Although hepatitis A rarely causes fulminant hepatic failure, it may do so more frequently in pts with chronic liver disease—especially those with chronic hepatitis B or C. The hepatitis A vaccine is immunogenic and well tolerated in pts with chronic hepatitis. Thus, pts with chronic liver disease, especially those with chronic hepatitis B or C, should be vaccinated against hepatitis A.

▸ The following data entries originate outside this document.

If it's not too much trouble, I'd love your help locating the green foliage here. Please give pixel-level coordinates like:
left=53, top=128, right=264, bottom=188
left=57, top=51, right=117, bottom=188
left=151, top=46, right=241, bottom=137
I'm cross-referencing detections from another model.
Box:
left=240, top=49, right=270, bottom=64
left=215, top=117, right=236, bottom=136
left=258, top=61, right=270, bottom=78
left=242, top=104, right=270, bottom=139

Type I: classic autoimmune hepatitis, anti–smooth-muscle and/or anti-nuclear antibodies (ANA). Type II: associated with anti-liver/kidney microsomal (anti-LKM) antibodies, which are directed against cytochrome P450IID6 (seen primarily in southern Europe). Type III pts lack ANA and anti-LKM, have antibodies reactive with hepatocyte cytokeratins; clinically similar to type I. Criteria have been suggested by an international group for establishing a diagnosis of autoimmune hepatitis.
Classic autoimmune hepatitis (type I): 80% women, third to fifth decades. Abrupt onset (acute hepatitis) in a third. Insidious onset in two-thirds: progressive jaundice, anorexia, hepatomegaly, abdominal pain, epistaxis, fever, fatigue, amenorrhea. Leads to cirrhosis; >50% 5-year mortality if untreated.

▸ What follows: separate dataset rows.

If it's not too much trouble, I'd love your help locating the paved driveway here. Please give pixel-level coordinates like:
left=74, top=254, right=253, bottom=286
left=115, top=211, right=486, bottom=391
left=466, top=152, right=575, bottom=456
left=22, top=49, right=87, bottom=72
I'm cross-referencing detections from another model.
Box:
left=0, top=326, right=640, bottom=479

Rash, arthralgias, keratoconjunctivitis sicca, thyroiditis, hemolytic anemia, nephritis.
Hypergammaglobulinemia, positive rheumatoid factor, smooth-muscle antibody (40–80%), ANA (20–50%), antimitochondrial antibody (10–20%), false-positive anti-HCV enzyme immunoassay but usually not HCV RNA, atypical p-ANCA. Type II: anti-LKM antibody.

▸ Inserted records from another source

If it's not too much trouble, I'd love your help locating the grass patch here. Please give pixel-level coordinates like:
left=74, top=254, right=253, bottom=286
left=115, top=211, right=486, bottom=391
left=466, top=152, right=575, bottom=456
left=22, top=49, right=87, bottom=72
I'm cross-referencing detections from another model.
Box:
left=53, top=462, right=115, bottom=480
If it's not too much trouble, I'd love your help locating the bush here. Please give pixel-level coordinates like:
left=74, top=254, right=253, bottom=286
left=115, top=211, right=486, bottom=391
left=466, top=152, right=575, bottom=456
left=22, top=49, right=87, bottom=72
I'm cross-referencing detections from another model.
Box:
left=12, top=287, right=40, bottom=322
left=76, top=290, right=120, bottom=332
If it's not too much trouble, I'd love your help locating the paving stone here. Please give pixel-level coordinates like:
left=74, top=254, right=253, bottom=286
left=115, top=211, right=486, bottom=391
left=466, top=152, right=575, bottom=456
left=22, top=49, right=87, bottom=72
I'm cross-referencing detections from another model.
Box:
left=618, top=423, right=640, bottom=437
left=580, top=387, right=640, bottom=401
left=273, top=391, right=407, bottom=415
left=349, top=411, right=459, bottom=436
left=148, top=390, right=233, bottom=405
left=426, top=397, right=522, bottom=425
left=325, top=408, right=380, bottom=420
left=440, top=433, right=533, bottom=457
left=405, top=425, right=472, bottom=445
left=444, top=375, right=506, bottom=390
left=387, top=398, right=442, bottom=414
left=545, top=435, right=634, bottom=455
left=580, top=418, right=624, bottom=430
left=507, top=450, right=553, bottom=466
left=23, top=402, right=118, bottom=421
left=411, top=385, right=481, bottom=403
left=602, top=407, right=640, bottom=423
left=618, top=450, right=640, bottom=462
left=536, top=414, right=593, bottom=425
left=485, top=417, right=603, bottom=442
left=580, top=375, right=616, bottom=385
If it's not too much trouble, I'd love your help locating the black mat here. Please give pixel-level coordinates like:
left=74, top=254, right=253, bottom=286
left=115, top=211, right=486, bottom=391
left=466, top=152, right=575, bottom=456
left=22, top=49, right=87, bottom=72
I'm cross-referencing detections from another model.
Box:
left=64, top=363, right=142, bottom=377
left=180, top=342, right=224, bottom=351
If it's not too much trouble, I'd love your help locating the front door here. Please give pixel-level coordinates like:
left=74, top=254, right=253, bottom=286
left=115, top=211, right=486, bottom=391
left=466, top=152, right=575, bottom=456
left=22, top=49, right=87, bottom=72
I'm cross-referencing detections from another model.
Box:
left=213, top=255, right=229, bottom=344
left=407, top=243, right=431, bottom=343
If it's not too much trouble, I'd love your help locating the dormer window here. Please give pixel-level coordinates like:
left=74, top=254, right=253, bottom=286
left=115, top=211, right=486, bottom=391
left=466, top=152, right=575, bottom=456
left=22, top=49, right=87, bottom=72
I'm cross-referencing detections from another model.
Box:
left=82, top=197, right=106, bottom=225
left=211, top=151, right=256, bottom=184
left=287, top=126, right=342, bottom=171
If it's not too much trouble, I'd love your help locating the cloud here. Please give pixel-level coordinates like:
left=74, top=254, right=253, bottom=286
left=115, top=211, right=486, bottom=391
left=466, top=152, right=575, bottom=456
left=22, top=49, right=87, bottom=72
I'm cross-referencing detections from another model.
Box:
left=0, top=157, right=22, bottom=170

TREATMENT Autoimmune Hepatitis
Indicated for symptomatic disease with biopsy evidence of severe chronic hepatitis (bridging necrosis), marked aminotransferase elevations (5- to 10-fold), and hypergammaglobulinemia. Prednisone or prednisolone 30–60 mg/d PO tapered to 10–15 mg/d over several weeks; often azathioprine 50 mg/d PO is also administered to permit lower glucocorticoid doses and avoid steroid side effects. Monitor liver function tests monthly. Symptoms may improve rapidly, but biochemical improvement may take weeks or months and subsequent histologic improvement (to lesion of mild chronic hepatitis or normal biopsy) up to 18–24 months. Therapy should be continued for at least 12–18 months. Relapse occurs in at least 50% of cases (re-treat). For frequent relapses, consider maintenance therapy with low-dose glucocorticoids or azathioprine 2 (mg/kg)/d.
For a more detailed discussion, see Dienstag JL: Chronic Hepatitis, Chap. 306, p. 2567, in HPIM-18.